Anne played the hapless Hero and Condella was reduced to overacting as Margaret, Hero’s waiting gentlewoman attendant. (Condella always created precisely the character here in Much Ado that she used for the Nurse in Romeo and Juliet, even though I’m certain that the Bard hadn’t meant for the two to have any similarities.) And I got to woo her onstage even though I’m twenty SEY younger than she is.

* * * *

The audience, mostly arbeiters in their brown rawool and a few score doles in their cotton gray, laughed hard and applauded and cheered frequently.

Alleyn and Aglaé were wonderful in their act 1 banter and we’d just gotten into act 2 with Benedick asking me to sing a “divine air”—I don’t believe I mentioned that they had me play Balthasar primarily because I was the best singer in the troupe now that Davin had died and left us—and I’d just begun the song when everything changed forever.

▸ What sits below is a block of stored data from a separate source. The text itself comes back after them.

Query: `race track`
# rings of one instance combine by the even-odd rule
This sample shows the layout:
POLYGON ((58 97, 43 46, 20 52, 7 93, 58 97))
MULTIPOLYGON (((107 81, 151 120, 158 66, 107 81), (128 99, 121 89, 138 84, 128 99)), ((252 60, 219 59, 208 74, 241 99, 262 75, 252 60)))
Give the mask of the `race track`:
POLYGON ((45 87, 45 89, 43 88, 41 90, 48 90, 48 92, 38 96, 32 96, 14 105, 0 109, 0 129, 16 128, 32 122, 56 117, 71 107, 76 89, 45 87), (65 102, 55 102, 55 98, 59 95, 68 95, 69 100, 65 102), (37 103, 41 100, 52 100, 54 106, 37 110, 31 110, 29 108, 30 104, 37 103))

Sigh no more, ladies, sigh no more,

Men were deceivers ever,

One foot in sea, and one on shore,

To one thing constant never.

Then sigh not so, but let them go,

And be you blithe and bonny,

Converting all your sounds of woe

Into Hey, nonny nonny.

In the middle of my song, into the tent floated a forty-foot-long heavy iron-gray gravity sledge carrying at least eight carapace-hooded, chitinous, four-armed, ten-foot-tall Archons, each sitting deep in its own iron-gray metal throne. Hanging from the sledge by their synaptic fiberneural filaments, which ran down to their hairless, distended skulls like slim, translucent copper hair, were four naked dragomen. Their oversized, lidless eyes focused on the stage and their cartilage-free ears rotating the better to pick up—and relay to their Archon masters—my singing.